High numerical aperture and large focusing efficiency metalens based on multilayer transmitarray elements

High numerical aperture (NA) metalenses with large focusing efficiency are crucial for various applications in modern optics and photonics, particularly in high resolution imaging, high directivity lasing process and so on. Recent progresses have been achieved in designing high NA metalenses which can surpass conventional ones but mainly in the visible and infrared regimes by using all-dielectric metasurfaces. Here, multilayer phase gradient metallic metasurfaces sandwiched by filling dielectrics are employed to design high NA and large efficiency metalenses in the low spectrums.

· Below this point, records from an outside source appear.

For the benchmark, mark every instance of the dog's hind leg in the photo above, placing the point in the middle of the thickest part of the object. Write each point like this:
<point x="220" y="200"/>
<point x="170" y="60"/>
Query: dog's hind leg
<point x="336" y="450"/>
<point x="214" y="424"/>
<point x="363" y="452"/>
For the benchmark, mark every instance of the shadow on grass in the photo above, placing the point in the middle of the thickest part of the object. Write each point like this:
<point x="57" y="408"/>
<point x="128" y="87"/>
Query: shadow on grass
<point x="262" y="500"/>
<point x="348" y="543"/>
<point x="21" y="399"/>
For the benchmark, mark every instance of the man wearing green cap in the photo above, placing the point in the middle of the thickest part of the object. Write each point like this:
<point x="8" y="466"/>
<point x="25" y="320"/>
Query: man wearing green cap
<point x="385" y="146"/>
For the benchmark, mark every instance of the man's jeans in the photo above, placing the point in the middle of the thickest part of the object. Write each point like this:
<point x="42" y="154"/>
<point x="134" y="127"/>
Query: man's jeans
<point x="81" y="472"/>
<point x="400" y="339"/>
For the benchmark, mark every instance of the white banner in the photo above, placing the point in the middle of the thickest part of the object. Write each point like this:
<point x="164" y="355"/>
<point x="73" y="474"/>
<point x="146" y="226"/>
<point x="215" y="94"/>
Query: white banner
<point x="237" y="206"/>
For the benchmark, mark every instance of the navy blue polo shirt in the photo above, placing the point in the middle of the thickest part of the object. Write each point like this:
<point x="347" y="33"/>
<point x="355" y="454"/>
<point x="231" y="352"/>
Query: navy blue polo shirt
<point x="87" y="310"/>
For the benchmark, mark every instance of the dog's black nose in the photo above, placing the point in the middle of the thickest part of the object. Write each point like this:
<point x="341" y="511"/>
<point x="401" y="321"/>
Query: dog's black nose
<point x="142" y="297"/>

Benefiting from its high transmission amplitude and the full phase control to the incident waves of the proposed gradient meta-atoms with a double split ring resonator, the designed ultra-thin and small footprint four-layer metalens (5λ × 5λ × 0.23λ, λ is wavelength) demonstrates a high NA in the order of 0.8 and the large focusing efficiency around 40% according to the full-wave simulations and experimental measurements. Furthermore, the influences of the dielectric thickness and the layer number of stacked meta-atoms on the presented high NA metalens are investigated. The results reveal that the NA of proposed metalens can be surprisingly further improved from 0.8 to 0.9 by increasing dielectric thickness and/or the focusing efficiency can be enhanced to above 50% by adding the layer number of the stacked meta-atoms. These findings also imply that our high NA metalens in low spectrum can be compatible to the standard printed circuit board fabrication and also posses of good robustness to the metasurface layer number. The presented work provides new vistas to develop high NA and large efficiency metalens in low microwave or Terahertz (THz) spectrum, where the metallic metasurfaces are commonly used. Besides, it can benefit to the development of various novel metadevices such as miniaturized high-gain lens antenna, compact cloaks and many others in modern microwave engineering and/or THz optics.